Aroldo Castillo-Serrano promised boys from Guatemala a good education and a better life if they moved to Ohio. After smuggling the children into the country, he made them work on an egg farm for 12 hours a day, six days a week for two dollars a day. Unfortunately, this is just one of many cases where human traffickers exploit the United States’ immigration policies.
In order to prevent individuals like Castillo-Serrano from operating in the United States, in 2008 Congress passed the William Wilberforce Trafficking Victims Protection Reauthorization Act, which increased penalties for trafficking crimes, expanded the definition of trafficking and established guidelines for the treatment of unaccompanied alien minors (UAM). UAMs from countries contiguous to the United States – Canada and Mexico – are screened, processed and sent back home within 48 hours unless they are victims of human trafficking or have a “credible fear” of returning.
Children who enter from noncontiguous countries, however, are transferred to the Department of Health and Human Services (HHS) and placed in removal proceedings. The process can take from several months to years as the children await their court appearances. Although this section of the act intended to protect unaccompanied minors, the difference between the treatment UAMs receive from contiguous versus noncontiguous countries allows human traffickers to exploit the system and victimize thousands of children.
Originally, advocates wanted legal protections for all UAMs, including children from contiguous countries, but lawmakers believed it would cause an influx of children from Mexico. However, they failed to predict the mass arrival of UAMs from Latin American countries. The number of UAMs apprehended at the border rose 1,200 percent between 2011 and 2014 from 3,933 to 51,705, and so far this year, Immigration and Customs Enforcement has apprehended about 20,000. These minors mainly come from El Salvador, Honduras and Guatemala, some of the most dangerous countries in the world. The flood of UAMs is creating a backlog of cases for the immigrant court system. This rise in UAM arrivals, combined with overwhelmed courts, allows for traffickers to exploit the circumstances these children face by promising them refuge in the United States. They smuggle them to the border, demand a payment that cannot be fulfilled and subject them to involuntary servitude in order to pay off the debt.

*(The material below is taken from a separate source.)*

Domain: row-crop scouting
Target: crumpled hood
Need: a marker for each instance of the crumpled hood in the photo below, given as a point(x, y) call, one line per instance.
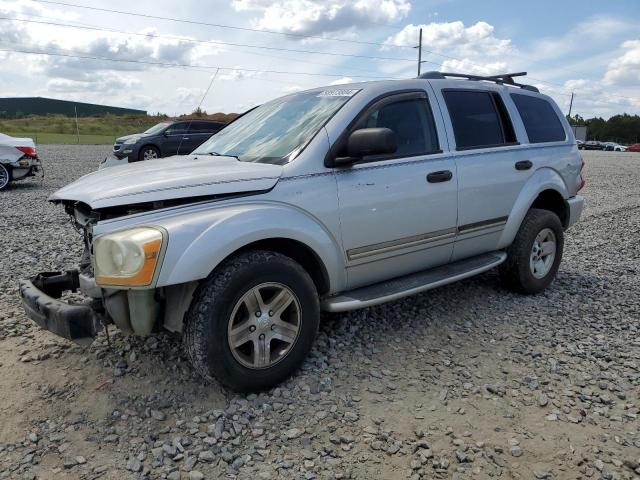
point(134, 135)
point(169, 178)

Another reason human traffickers are able to exploit this law is due to lax oversight by government officials. While the UAMs are in removal proceedings, they are sent to a sponsor, guardian or family member. HHS is supposed to periodically check in to make sure the sponsor is taking care of the child, but many times they fail to complete thorough background checks on the sponsor and conduct limited follow up. Consequentially, children have been released into the hands of human traffickers, as documented in a staff report issued by the U.S. Senate Homeland Security Committee.
To prevent traffickers from exploiting of the system, Rep. John Carter (R-Texas) introduced the Protection of Children Act of 2015, which amends the Wilberforce Act. The bill is designed to change the processing requirements for children arriving from noncontiguous countries. Instead of automatically allowing them entry into the United States, their cases would be processed within 48 hours by the Department of Homeland Security and they would be sent home. Children who have a credible fear of returning to their home country, or who can demonstrate credible evidence that they are at risk of becoming a victim in their home country, will be allowed to remain in the United States. Similarly, Rep. Mike Salmon (R-Ariz.) introduced the Expedited Family Reunification Act of 2016 which hopes to establish the same removal process for all UAMs.
These bills represent an important step toward ending human trafficking operations in the United States. Congress must ensure that legal loopholes, like the Wilberforce Act, are closed and that measures are taken to prevent innocent children from becoming human trafficking victims.